Dr. Carl Mumpower has published a list of comments on the thrashed-to-death water dispute in Asheville. My amateur psychoanalysis of the psychologist who used to serve on city council is that he is very conscientious and among the best in resisting string pullers. In typical form, Mumpower opted out of the dog and pony show the city held on Friday to do his own thing. I still welcome advocates of H488 to present arguments in which I can’t punch holes. The best to date comes from Senator Tom Apodaca, who said yours truly tries to look intelligent by keeping her mouth shut.

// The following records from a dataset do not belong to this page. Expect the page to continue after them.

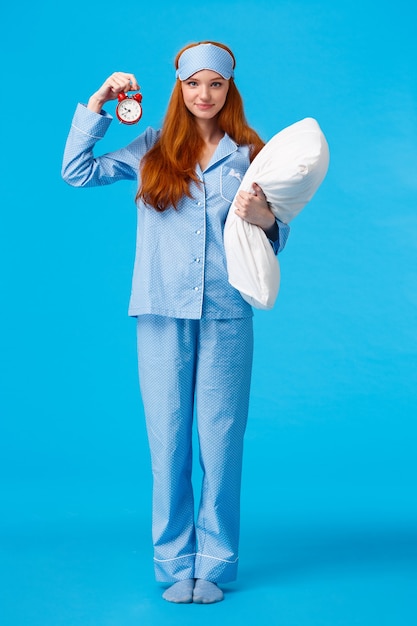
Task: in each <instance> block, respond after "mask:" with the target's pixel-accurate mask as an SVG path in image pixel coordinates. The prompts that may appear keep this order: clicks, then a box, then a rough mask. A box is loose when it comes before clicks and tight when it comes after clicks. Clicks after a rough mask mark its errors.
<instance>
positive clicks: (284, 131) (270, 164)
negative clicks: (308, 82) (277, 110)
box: [224, 117, 329, 309]
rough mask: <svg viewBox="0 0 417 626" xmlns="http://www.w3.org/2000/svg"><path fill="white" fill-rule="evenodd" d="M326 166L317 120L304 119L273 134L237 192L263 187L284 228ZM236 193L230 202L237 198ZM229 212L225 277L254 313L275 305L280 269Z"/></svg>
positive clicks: (323, 172)
mask: <svg viewBox="0 0 417 626" xmlns="http://www.w3.org/2000/svg"><path fill="white" fill-rule="evenodd" d="M328 167H329V147H328V145H327V141H326V138H325V136H324V134H323V132H322V130H321V129H320V126H319V125H318V123H317V121H316V120H315V119H313V118H311V117H307V118H305V119H303V120H301V121H299V122H296V123H295V124H292V125H291V126H288V127H287V128H284V129H283V130H282V131H280V132H279V133H277V134H276V135H274V136H273V137H272V139H270V140H269V141H268V142H267V144H266V145H265V146H264V147H263V148H262V150H261V151H260V152H259V154H258V155H257V156H256V157H255V159H254V160H253V161H252V163H251V164H250V166H249V168H248V170H247V171H246V174H245V176H244V177H243V180H242V182H241V184H240V186H239V189H238V191H237V194H238V193H239V191H242V190H243V191H251V189H252V183H254V182H255V183H258V185H259V186H260V187H261V188H262V190H263V192H264V194H265V196H266V198H267V200H268V202H269V204H270V207H271V209H272V211H273V213H274V215H275V217H277V218H278V219H279V220H280V221H282V222H284V223H285V224H288V223H289V222H290V221H291V220H293V219H294V217H296V216H297V215H298V214H299V213H300V211H301V210H302V209H303V208H304V207H305V205H306V204H307V203H308V202H309V201H310V200H311V198H312V197H313V195H314V194H315V192H316V191H317V189H318V188H319V186H320V185H321V183H322V181H323V179H324V177H325V176H326V173H327V170H328ZM237 194H236V196H235V198H236V197H237ZM235 210H236V207H235V201H233V202H232V205H231V207H230V209H229V213H228V216H227V219H226V224H225V229H224V245H225V251H226V261H227V271H228V279H229V282H230V284H231V285H233V287H235V288H236V289H238V290H239V291H240V293H241V295H242V297H243V298H244V299H245V300H246V301H247V302H249V304H251V305H252V306H254V307H255V308H259V309H271V308H272V307H273V306H274V304H275V301H276V298H277V295H278V291H279V282H280V269H279V262H278V259H277V257H276V256H275V254H274V251H273V250H272V247H271V244H270V243H269V241H268V239H267V237H266V235H265V233H264V232H263V230H262V229H261V228H259V227H258V226H254V225H253V224H249V223H248V222H246V221H245V220H242V219H241V218H240V217H239V216H238V215H236V213H235Z"/></svg>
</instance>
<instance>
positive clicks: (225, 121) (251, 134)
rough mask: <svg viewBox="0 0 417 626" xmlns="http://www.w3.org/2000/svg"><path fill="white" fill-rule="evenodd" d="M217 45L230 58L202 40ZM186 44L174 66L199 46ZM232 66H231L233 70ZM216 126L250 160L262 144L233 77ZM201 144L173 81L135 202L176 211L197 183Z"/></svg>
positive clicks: (196, 44)
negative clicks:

Mumpower refutes five false claims circulating about Asheville’s management of the water system. As I was telling somebody a couple hours ago, I was covering the story a decade or so ago, and I’ve watched the lies from the anti-Asheville group mutate. The anti-Asheville arguments were internally-inconsistent in the beginning, they felt creepy, and even politicians have flip-flopped their positions.

Of greatest interest is Mumpower’s #3:

“Asheville deserves what they’re getting.” – City residents and neighbors with a conservative take on the issues have every right to resent and resist Asheville’s liberal propensity for special interests, spending other people’s money, social reengineering, and “anyway you like it” values. In America, people of principle fight those misbehaviors with engagement, voting, active protest, and other responsible means. Revenge politics whereby core principles are betrayed, truth is manipulated, and theft is validated represent power politics – not leadership. It is not possible to get to good places through bad means.

That made me think about all the direct action we could take if we didn’t have to be politically-correct. If we could still say it is wrong for kids to be having babies, it is wrong to gobble up all the welfare you can and get your friends addicted to it, it is wrong to buy beer and cigs until there is not enough left to pay the bills – we wouldn’t have to put cities under siege to control the costs of behaviors known since the beginning of history to wear and tear society.